Incorporate these custom values into the values file you use to deploy Camunda (see Install Camunda with Helm):

helm install camunda camunda/camunda-platform --version $HELM_CHART_VERSION -f values-combined-ingress.yaml

After deployment, access the Camunda 8 components at:

  • Applications: https://camunda.example.com/[identity|operate|optimize|tasklist|modeler|console|zeebe]
  • Web Modeler WebSocket: Web Modeler exposes a WebSocket endpoint on https://camunda.example.com/modeler-ws. This is only used internally by the application and not for direct user access.
  • Keycloak authentication: https://camunda.example.com/auth
  • Zeebe Gateway: grpc://zeebe.camunda.example.com
note

This configuration shows only the Ingress-related values for webModelerand Console.
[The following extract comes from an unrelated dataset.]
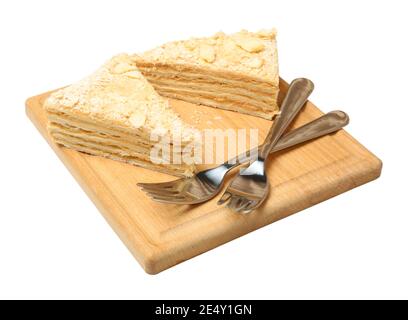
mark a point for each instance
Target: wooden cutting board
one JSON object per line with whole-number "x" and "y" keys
{"x": 160, "y": 235}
For full setup, see Enable Web Modeler, Console, and Connectors.

Ingress controllers

Ingress resources require the cluster to have a running Ingress Controller. There are many options for configuring your Ingress Controller. If you use a cloud provider such as AWS or GCP, follow their Ingress setup guides if an Ingress Controller is not already pre-installed. For AWS EKS Ingress configuration, see Install Camunda 8 on an EKS cluster.

Local setup example

An Ingress controller is also required for local Camunda 8 installation. The following example shows an Ingress controller configuration using the ingress-nginx controller:

# ingress_nginx_values.yml
controller:
  updateStrategy:
    type: RollingUpdate
    rollingUpdate:
      maxUnavailable: 1
  service:
    type: NodePort

  publishService:
    enabled: false

Install the ingress-nginx controller to your local cluster:

helm install -f ingress_nginx_values.yml \
    ingress-nginx ingress-nginx \
    --repo https://kubernetes.github.io/ingress-nginx \
    --version "4.9.0" \
    --namespace ingress-nginx \
    --create-namespace

Troubleshooting

If Ingress is not working as expected, see Camunda components troubleshooting.